The action sequences in “The Equalizer” films are finely wrought. The guy moves so fast, even a speck of dust could be a weapon (eyes?) Mercy is something that happens to the people McCall helps; the rest are on their own. Plot lines are the same with a near-penniless victim trying to get help for a serious problem, McCall takes on the job and away we go. Here, it is in a small village in Sicily. Actually, this isn’t far from the plot in the first Washington/Fanning film, “Man on Fire.” In today’s world, in the character of Emma Collings, Dakota Fanning could easily have a film series of her own. Just saying…

What goes right along with the plot is the soundtrack by Marcelo Zarvosl. There is a softer beat to the music that goes along with the soft voice of Washington as he tells someone just what is going to happen next. Antoine Fuqua’s direction gives the film momentum and centers on vital physical features such as facial expression and hands.

As for acting, Andrea Scarduzio (Vincent) and Andrea Dodera (Marco) are adequate villains. Denzel Washington just walks into the role of McCall as though it was made for him.  The first “Equalizer,” Edward Woodward, wore a long overcoat and drove an expensive car, but that was a different era. Now, the quietness is still there, but situations are different. Dakota Fanning acts with her eyes and you can see pages of dialogue there. From being a little girl rescued (“Man on Fire”) to being on the side of the law, they do make a team. The rest of the cast is there, and do well, but we know who the stars are.

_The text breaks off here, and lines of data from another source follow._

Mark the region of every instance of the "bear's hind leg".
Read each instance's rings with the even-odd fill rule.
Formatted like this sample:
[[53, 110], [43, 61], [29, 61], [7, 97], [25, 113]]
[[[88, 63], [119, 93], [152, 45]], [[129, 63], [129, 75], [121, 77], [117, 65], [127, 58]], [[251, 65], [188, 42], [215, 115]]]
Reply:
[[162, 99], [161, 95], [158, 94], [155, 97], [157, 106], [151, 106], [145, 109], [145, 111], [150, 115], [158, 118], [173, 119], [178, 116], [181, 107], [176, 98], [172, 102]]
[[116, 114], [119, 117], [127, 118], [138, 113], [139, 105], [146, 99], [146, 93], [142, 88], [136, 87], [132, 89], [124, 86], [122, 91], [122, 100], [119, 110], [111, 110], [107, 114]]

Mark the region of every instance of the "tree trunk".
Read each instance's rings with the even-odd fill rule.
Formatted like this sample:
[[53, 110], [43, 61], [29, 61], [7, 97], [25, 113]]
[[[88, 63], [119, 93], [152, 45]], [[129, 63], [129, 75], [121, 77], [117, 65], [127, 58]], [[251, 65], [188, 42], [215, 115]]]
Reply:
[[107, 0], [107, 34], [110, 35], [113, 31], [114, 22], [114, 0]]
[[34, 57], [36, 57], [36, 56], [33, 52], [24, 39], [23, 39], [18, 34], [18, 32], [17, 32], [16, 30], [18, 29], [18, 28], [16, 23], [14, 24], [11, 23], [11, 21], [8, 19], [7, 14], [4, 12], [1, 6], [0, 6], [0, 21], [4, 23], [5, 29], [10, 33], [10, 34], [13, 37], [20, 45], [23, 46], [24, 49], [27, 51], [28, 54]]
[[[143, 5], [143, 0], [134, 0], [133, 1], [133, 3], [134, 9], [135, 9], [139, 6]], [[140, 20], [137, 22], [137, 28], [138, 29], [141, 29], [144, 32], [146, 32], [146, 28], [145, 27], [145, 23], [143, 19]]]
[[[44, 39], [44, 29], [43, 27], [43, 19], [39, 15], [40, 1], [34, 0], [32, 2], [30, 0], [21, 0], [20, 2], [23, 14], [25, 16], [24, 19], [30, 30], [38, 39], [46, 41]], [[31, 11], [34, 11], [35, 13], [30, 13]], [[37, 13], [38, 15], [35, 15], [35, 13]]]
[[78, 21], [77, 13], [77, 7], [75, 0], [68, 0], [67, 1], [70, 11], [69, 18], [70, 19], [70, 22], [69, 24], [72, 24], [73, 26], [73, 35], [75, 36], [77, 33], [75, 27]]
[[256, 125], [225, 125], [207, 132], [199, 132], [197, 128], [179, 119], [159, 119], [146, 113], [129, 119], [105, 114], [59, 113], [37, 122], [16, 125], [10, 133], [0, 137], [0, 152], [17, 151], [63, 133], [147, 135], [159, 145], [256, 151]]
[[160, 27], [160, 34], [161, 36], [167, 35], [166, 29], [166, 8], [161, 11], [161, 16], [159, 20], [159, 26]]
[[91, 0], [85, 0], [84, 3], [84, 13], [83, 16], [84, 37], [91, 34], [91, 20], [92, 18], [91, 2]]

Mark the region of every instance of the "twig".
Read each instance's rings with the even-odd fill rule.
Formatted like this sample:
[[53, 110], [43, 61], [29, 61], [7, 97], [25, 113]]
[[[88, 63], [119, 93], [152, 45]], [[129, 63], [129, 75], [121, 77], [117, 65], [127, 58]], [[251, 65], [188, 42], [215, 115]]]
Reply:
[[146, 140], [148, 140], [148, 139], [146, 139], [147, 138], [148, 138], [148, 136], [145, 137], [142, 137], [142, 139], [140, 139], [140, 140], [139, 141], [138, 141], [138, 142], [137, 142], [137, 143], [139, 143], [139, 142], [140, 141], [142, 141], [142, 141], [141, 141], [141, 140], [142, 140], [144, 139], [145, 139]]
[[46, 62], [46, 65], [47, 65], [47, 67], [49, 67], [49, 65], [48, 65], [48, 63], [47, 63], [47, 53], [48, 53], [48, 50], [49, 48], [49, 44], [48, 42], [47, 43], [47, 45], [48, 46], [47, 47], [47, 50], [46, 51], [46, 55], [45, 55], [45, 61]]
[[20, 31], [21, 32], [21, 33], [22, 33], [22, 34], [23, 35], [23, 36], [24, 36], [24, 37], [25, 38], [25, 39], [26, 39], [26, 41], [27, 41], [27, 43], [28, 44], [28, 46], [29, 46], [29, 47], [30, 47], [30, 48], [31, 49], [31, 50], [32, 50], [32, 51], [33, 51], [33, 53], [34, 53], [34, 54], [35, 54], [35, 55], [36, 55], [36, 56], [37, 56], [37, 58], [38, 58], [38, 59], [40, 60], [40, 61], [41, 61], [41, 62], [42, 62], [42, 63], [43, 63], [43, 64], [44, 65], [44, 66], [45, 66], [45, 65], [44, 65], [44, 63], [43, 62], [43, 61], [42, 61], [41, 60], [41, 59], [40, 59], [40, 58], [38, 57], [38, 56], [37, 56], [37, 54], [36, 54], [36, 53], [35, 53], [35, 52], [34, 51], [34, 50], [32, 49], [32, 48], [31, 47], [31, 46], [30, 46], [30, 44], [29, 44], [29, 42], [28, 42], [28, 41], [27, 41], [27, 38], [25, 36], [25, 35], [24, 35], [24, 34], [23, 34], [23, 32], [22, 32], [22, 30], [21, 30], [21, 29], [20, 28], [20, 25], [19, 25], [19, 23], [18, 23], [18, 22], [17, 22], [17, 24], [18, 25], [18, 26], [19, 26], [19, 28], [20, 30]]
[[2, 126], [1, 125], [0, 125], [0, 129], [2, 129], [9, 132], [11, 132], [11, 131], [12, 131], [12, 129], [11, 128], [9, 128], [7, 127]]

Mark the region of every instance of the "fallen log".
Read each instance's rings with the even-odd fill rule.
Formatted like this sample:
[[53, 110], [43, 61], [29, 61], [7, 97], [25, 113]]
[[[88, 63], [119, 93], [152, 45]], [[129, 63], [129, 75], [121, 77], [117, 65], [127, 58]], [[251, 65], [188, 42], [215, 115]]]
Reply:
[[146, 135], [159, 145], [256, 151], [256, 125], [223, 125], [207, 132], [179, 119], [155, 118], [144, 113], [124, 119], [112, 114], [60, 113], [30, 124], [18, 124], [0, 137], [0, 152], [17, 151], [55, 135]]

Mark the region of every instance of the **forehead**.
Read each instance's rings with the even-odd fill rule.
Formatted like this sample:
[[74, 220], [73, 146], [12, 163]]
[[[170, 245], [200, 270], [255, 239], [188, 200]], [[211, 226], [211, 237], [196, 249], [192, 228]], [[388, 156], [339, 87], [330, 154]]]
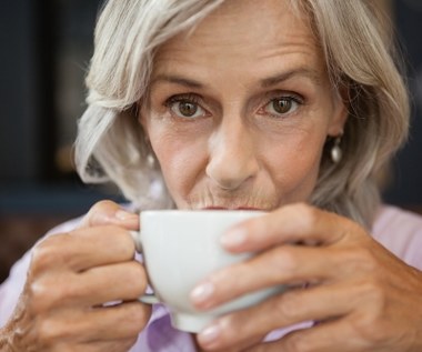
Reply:
[[[324, 72], [324, 60], [308, 19], [290, 0], [228, 0], [192, 30], [158, 51], [154, 73], [185, 67], [227, 69], [241, 73], [291, 66]], [[263, 73], [263, 72], [262, 72]]]

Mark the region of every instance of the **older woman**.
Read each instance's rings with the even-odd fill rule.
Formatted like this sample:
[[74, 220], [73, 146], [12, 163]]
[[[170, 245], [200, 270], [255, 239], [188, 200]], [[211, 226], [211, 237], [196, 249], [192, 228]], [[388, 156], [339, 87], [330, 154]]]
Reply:
[[[409, 114], [382, 38], [363, 0], [110, 0], [77, 164], [132, 205], [96, 204], [14, 266], [1, 351], [421, 351], [422, 220], [375, 181]], [[129, 233], [169, 207], [268, 211], [221, 239], [259, 254], [198, 283], [198, 309], [307, 285], [175, 331], [137, 301]]]

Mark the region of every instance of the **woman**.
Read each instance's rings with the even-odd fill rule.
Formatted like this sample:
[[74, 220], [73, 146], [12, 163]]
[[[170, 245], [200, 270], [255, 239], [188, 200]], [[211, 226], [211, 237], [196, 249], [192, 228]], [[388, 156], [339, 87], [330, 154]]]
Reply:
[[[408, 100], [370, 6], [110, 0], [77, 164], [133, 205], [96, 204], [16, 265], [1, 351], [421, 351], [422, 220], [381, 205], [375, 182]], [[173, 330], [137, 301], [129, 232], [134, 209], [168, 207], [269, 212], [221, 239], [260, 254], [204, 278], [198, 309], [298, 289], [197, 336]]]

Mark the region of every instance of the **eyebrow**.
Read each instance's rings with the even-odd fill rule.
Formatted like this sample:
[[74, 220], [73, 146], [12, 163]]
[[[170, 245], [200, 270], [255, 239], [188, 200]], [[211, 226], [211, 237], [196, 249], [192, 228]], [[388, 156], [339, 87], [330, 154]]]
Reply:
[[[311, 81], [313, 81], [315, 84], [320, 84], [320, 82], [321, 82], [320, 74], [316, 70], [312, 70], [312, 69], [308, 69], [308, 68], [298, 68], [298, 69], [293, 69], [293, 70], [282, 72], [282, 73], [277, 73], [274, 76], [262, 79], [261, 80], [261, 87], [262, 88], [270, 88], [270, 87], [277, 86], [283, 81], [287, 81], [287, 80], [289, 80], [295, 76], [307, 77]], [[183, 86], [187, 88], [194, 88], [194, 89], [204, 88], [204, 84], [202, 84], [199, 81], [195, 81], [193, 79], [183, 78], [180, 76], [174, 76], [174, 74], [159, 74], [151, 81], [151, 86], [153, 86], [160, 81], [179, 84], [179, 86]]]

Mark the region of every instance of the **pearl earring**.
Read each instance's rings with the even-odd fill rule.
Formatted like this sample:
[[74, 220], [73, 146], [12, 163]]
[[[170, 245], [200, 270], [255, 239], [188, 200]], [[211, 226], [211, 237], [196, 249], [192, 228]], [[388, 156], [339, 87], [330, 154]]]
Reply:
[[331, 148], [331, 152], [330, 152], [331, 160], [335, 164], [338, 164], [343, 157], [343, 151], [340, 148], [340, 143], [341, 143], [341, 135], [338, 135], [334, 140], [334, 145]]

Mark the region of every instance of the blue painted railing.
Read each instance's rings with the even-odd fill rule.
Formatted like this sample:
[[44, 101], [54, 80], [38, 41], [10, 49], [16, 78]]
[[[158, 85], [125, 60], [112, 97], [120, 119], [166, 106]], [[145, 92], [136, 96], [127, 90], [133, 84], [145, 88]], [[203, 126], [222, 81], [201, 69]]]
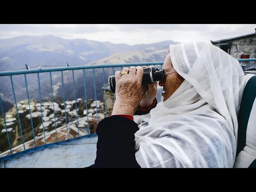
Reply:
[[[106, 64], [106, 65], [88, 65], [88, 66], [60, 66], [58, 67], [47, 67], [47, 68], [44, 68], [41, 67], [38, 67], [38, 68], [37, 69], [26, 69], [26, 70], [18, 70], [16, 71], [2, 71], [0, 72], [0, 77], [1, 76], [10, 76], [11, 82], [12, 84], [12, 92], [13, 94], [13, 96], [14, 98], [14, 102], [15, 103], [15, 106], [16, 107], [16, 113], [17, 114], [17, 117], [18, 117], [18, 125], [19, 128], [20, 129], [20, 137], [21, 138], [22, 140], [22, 144], [23, 144], [23, 148], [24, 150], [22, 152], [18, 152], [14, 154], [13, 153], [13, 148], [12, 147], [12, 145], [11, 142], [10, 142], [10, 136], [9, 135], [9, 134], [7, 130], [7, 127], [6, 125], [6, 118], [5, 116], [5, 114], [3, 109], [2, 101], [1, 98], [1, 96], [0, 95], [0, 106], [1, 107], [1, 109], [2, 110], [2, 117], [4, 120], [4, 127], [6, 130], [6, 134], [7, 135], [7, 138], [8, 142], [8, 144], [9, 147], [9, 148], [10, 149], [10, 155], [6, 156], [4, 157], [0, 157], [0, 160], [2, 160], [3, 159], [6, 159], [6, 158], [12, 158], [14, 156], [16, 156], [17, 155], [20, 155], [21, 153], [26, 153], [27, 151], [28, 150], [29, 151], [31, 151], [32, 149], [34, 149], [34, 150], [36, 150], [38, 148], [43, 148], [45, 147], [47, 147], [49, 145], [52, 145], [53, 144], [58, 144], [60, 142], [58, 140], [58, 134], [57, 134], [57, 126], [56, 124], [56, 116], [55, 116], [55, 109], [54, 108], [54, 98], [53, 95], [53, 83], [52, 83], [52, 73], [54, 72], [60, 72], [61, 73], [61, 79], [60, 80], [61, 84], [62, 84], [62, 94], [63, 94], [63, 99], [64, 100], [64, 108], [65, 109], [65, 123], [66, 124], [66, 128], [67, 130], [67, 140], [66, 140], [69, 141], [71, 140], [73, 140], [74, 139], [76, 139], [77, 138], [74, 138], [73, 139], [70, 139], [69, 138], [69, 134], [68, 132], [68, 125], [67, 122], [67, 112], [66, 112], [66, 98], [64, 94], [64, 84], [63, 81], [63, 72], [64, 71], [72, 71], [72, 80], [73, 80], [73, 91], [74, 93], [74, 95], [75, 97], [75, 100], [76, 101], [76, 84], [75, 82], [74, 77], [74, 71], [75, 70], [83, 70], [83, 77], [84, 79], [84, 98], [85, 98], [85, 108], [86, 110], [86, 117], [87, 120], [87, 130], [88, 131], [88, 133], [89, 133], [88, 135], [86, 135], [83, 136], [80, 136], [80, 133], [79, 133], [79, 128], [78, 127], [78, 110], [77, 110], [77, 106], [76, 105], [76, 102], [75, 103], [75, 109], [76, 112], [76, 124], [77, 125], [77, 128], [78, 130], [78, 138], [79, 138], [81, 137], [84, 137], [84, 136], [90, 136], [90, 128], [89, 127], [89, 121], [88, 121], [88, 108], [87, 106], [87, 96], [86, 93], [86, 72], [87, 70], [89, 69], [92, 69], [93, 70], [93, 84], [94, 86], [94, 93], [95, 96], [95, 100], [96, 101], [97, 100], [97, 96], [96, 96], [96, 84], [95, 82], [95, 69], [98, 69], [98, 68], [102, 68], [102, 72], [103, 72], [103, 84], [104, 88], [104, 102], [105, 102], [105, 112], [106, 113], [106, 116], [107, 117], [108, 116], [107, 114], [107, 104], [106, 104], [106, 83], [107, 84], [107, 82], [106, 82], [105, 81], [105, 70], [104, 69], [105, 68], [112, 68], [113, 74], [115, 74], [115, 70], [114, 69], [114, 68], [117, 67], [120, 67], [120, 70], [122, 69], [124, 67], [130, 67], [130, 66], [149, 66], [149, 65], [159, 65], [160, 66], [162, 66], [163, 64], [163, 62], [143, 62], [143, 63], [126, 63], [124, 64]], [[53, 110], [53, 114], [54, 114], [54, 128], [55, 130], [55, 134], [56, 135], [56, 142], [55, 143], [47, 143], [46, 142], [46, 135], [45, 133], [45, 128], [44, 126], [44, 121], [43, 120], [43, 114], [42, 112], [42, 92], [41, 92], [41, 86], [40, 84], [40, 74], [41, 73], [46, 73], [46, 72], [49, 72], [50, 75], [50, 86], [51, 86], [51, 96], [52, 98], [52, 102], [53, 103], [52, 105], [52, 108]], [[27, 74], [37, 74], [37, 79], [38, 81], [38, 90], [39, 90], [39, 100], [40, 100], [40, 111], [41, 111], [41, 122], [42, 122], [42, 129], [43, 129], [43, 134], [44, 135], [44, 144], [42, 145], [42, 146], [36, 146], [36, 136], [35, 135], [34, 131], [34, 126], [33, 124], [33, 122], [32, 118], [32, 115], [31, 114], [31, 109], [30, 108], [30, 97], [28, 92], [28, 84], [27, 82], [27, 78], [26, 75]], [[28, 106], [29, 106], [29, 113], [30, 114], [30, 121], [31, 124], [31, 126], [32, 128], [32, 132], [33, 135], [33, 138], [34, 140], [34, 147], [33, 148], [30, 148], [29, 149], [26, 149], [25, 147], [25, 143], [26, 142], [24, 140], [24, 136], [22, 134], [22, 128], [21, 126], [21, 123], [20, 121], [20, 115], [19, 114], [19, 113], [18, 112], [18, 107], [17, 106], [17, 100], [16, 99], [16, 96], [15, 95], [15, 92], [14, 90], [14, 84], [13, 82], [13, 78], [12, 77], [14, 76], [18, 75], [23, 74], [24, 75], [25, 82], [26, 84], [26, 95], [28, 99]], [[114, 101], [115, 100], [115, 95], [114, 94]], [[96, 102], [96, 121], [97, 123], [98, 122], [98, 107], [97, 106], [97, 102]], [[62, 142], [63, 141], [62, 141]]]
[[[255, 59], [238, 59], [238, 60], [240, 62], [240, 63], [242, 64], [244, 62], [255, 62], [256, 61], [256, 58]], [[86, 93], [86, 73], [85, 71], [86, 70], [88, 69], [93, 69], [93, 82], [94, 82], [94, 95], [95, 95], [95, 100], [97, 101], [96, 98], [96, 85], [95, 83], [95, 69], [97, 68], [102, 68], [103, 71], [103, 85], [104, 87], [104, 102], [105, 102], [105, 106], [106, 109], [106, 116], [107, 116], [107, 105], [106, 105], [106, 82], [105, 82], [105, 68], [112, 68], [112, 72], [113, 74], [114, 74], [115, 71], [114, 70], [114, 68], [116, 67], [120, 67], [121, 69], [122, 69], [124, 67], [129, 67], [130, 66], [149, 66], [149, 65], [154, 65], [154, 66], [157, 66], [159, 65], [161, 67], [161, 68], [162, 68], [162, 65], [163, 64], [163, 62], [143, 62], [143, 63], [126, 63], [123, 64], [105, 64], [105, 65], [87, 65], [87, 66], [64, 66], [64, 67], [48, 67], [48, 68], [42, 68], [39, 67], [38, 69], [27, 69], [27, 70], [16, 70], [16, 71], [2, 71], [0, 72], [0, 76], [9, 76], [10, 77], [11, 82], [12, 84], [12, 89], [13, 96], [14, 100], [14, 102], [15, 104], [15, 107], [16, 109], [16, 112], [17, 113], [17, 115], [18, 119], [18, 125], [19, 128], [20, 128], [20, 136], [22, 140], [22, 142], [24, 150], [21, 152], [16, 153], [14, 154], [13, 154], [12, 150], [12, 145], [10, 142], [10, 137], [9, 136], [9, 134], [8, 133], [8, 131], [7, 130], [7, 126], [6, 125], [6, 122], [5, 119], [5, 114], [3, 109], [2, 101], [1, 98], [1, 95], [0, 95], [0, 107], [1, 108], [1, 110], [2, 110], [2, 117], [3, 118], [4, 124], [4, 127], [6, 130], [6, 133], [7, 135], [7, 140], [8, 142], [8, 145], [9, 146], [10, 155], [9, 155], [4, 157], [0, 157], [0, 160], [2, 159], [6, 159], [7, 158], [10, 158], [13, 157], [14, 156], [20, 155], [21, 154], [26, 153], [26, 152], [28, 151], [31, 151], [32, 150], [36, 150], [39, 148], [44, 148], [47, 147], [48, 146], [52, 145], [54, 144], [58, 144], [60, 143], [60, 142], [58, 141], [58, 136], [57, 136], [57, 132], [56, 130], [56, 120], [55, 119], [55, 112], [54, 109], [54, 97], [53, 96], [53, 91], [52, 88], [52, 72], [61, 72], [61, 84], [62, 84], [62, 94], [63, 94], [63, 98], [64, 101], [64, 107], [65, 109], [65, 124], [66, 126], [67, 129], [67, 139], [66, 141], [69, 141], [70, 140], [73, 140], [74, 139], [76, 139], [77, 138], [74, 138], [73, 139], [70, 139], [68, 137], [68, 123], [67, 120], [67, 114], [66, 111], [66, 99], [65, 94], [64, 93], [64, 85], [63, 81], [63, 71], [72, 71], [72, 80], [73, 82], [73, 89], [74, 92], [74, 94], [75, 96], [75, 99], [76, 101], [75, 102], [75, 107], [76, 107], [76, 123], [77, 124], [77, 128], [78, 130], [78, 138], [79, 138], [81, 137], [88, 137], [90, 136], [90, 129], [89, 127], [89, 123], [88, 123], [88, 109], [87, 107], [87, 96]], [[76, 106], [76, 84], [74, 80], [74, 70], [83, 70], [83, 80], [84, 80], [84, 98], [85, 101], [86, 102], [86, 116], [87, 119], [87, 130], [88, 130], [88, 132], [89, 133], [88, 135], [86, 135], [84, 136], [80, 137], [79, 135], [79, 128], [78, 127], [78, 113], [77, 113], [77, 107]], [[40, 84], [40, 74], [41, 73], [45, 73], [45, 72], [49, 72], [50, 74], [50, 84], [51, 84], [51, 96], [52, 96], [52, 100], [53, 103], [53, 109], [54, 111], [54, 127], [55, 130], [55, 133], [56, 134], [56, 142], [55, 143], [47, 143], [46, 140], [46, 137], [45, 134], [45, 128], [43, 125], [43, 114], [42, 113], [42, 96], [41, 96], [41, 86]], [[44, 145], [42, 145], [39, 146], [36, 146], [36, 140], [35, 140], [35, 136], [34, 132], [34, 128], [33, 126], [33, 122], [32, 118], [32, 116], [31, 114], [31, 110], [30, 109], [30, 98], [29, 98], [29, 95], [28, 94], [28, 85], [27, 83], [27, 79], [26, 77], [26, 74], [37, 74], [37, 77], [38, 77], [38, 88], [39, 88], [39, 98], [40, 98], [40, 106], [41, 109], [41, 122], [42, 124], [43, 127], [43, 134], [44, 134]], [[34, 139], [34, 147], [32, 148], [30, 148], [29, 149], [26, 149], [25, 147], [25, 141], [24, 140], [24, 137], [22, 134], [22, 127], [21, 126], [20, 120], [20, 116], [19, 115], [19, 113], [18, 112], [18, 108], [17, 104], [17, 101], [16, 100], [16, 97], [15, 96], [15, 93], [14, 91], [14, 88], [13, 86], [13, 82], [12, 80], [12, 76], [13, 76], [18, 75], [21, 75], [23, 74], [24, 76], [25, 81], [26, 83], [26, 91], [27, 94], [27, 97], [28, 98], [28, 105], [29, 106], [29, 112], [30, 116], [30, 119], [31, 119], [31, 123], [32, 128], [32, 134], [33, 134], [33, 137]], [[115, 94], [114, 94], [114, 101], [115, 99]], [[98, 122], [98, 106], [97, 106], [97, 102], [96, 102], [96, 119], [97, 119], [97, 122]], [[62, 141], [60, 142], [62, 143], [64, 141]]]

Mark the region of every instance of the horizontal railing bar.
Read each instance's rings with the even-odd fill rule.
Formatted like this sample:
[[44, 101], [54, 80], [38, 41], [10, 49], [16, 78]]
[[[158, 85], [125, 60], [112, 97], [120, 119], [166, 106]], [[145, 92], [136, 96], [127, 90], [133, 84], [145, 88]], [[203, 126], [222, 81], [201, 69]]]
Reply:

Copyright 2003 Marie Asner

*****(see commentary below)

I have met and interviewed many movie stars, and Denzel Washington’s co-star in “The Equalizer 3”, Dakota Fanning, is also his co-star from their film of 2004, “Man on Fire,” She was 10 years old and in my city at the time to promote a family horse film called “Dreamer.” I was one of the critics to interview her and when it was my turn, I entered the hotel room to find a piano there.  Dakota was studying piano and the hotel had a piano for her to practice on. When she got back to Hollywood, she would be part of a piano recital. I told her mother that in my other profession, I was also a piano teacher. We took over an hour with fingering, smoothing over a rough spot and then she tried it by memory---and got it. I wondered what the other critics thought in another room, at the claps of success. Later, a note came to my newspaper to thank me for my time and that it helped a great deal to keep her focus. The recital went well. There are movie stars and then there are movie stars. Dakota Fanning is a professional with a good family background and has kept in touch with Denzel Washington through the years. You don’t often find this in Hollywood.  Though “The Equalizer 3” is an action film and not for children, there are two adults in that film who have good reputations on and off the screen and know what friendship means.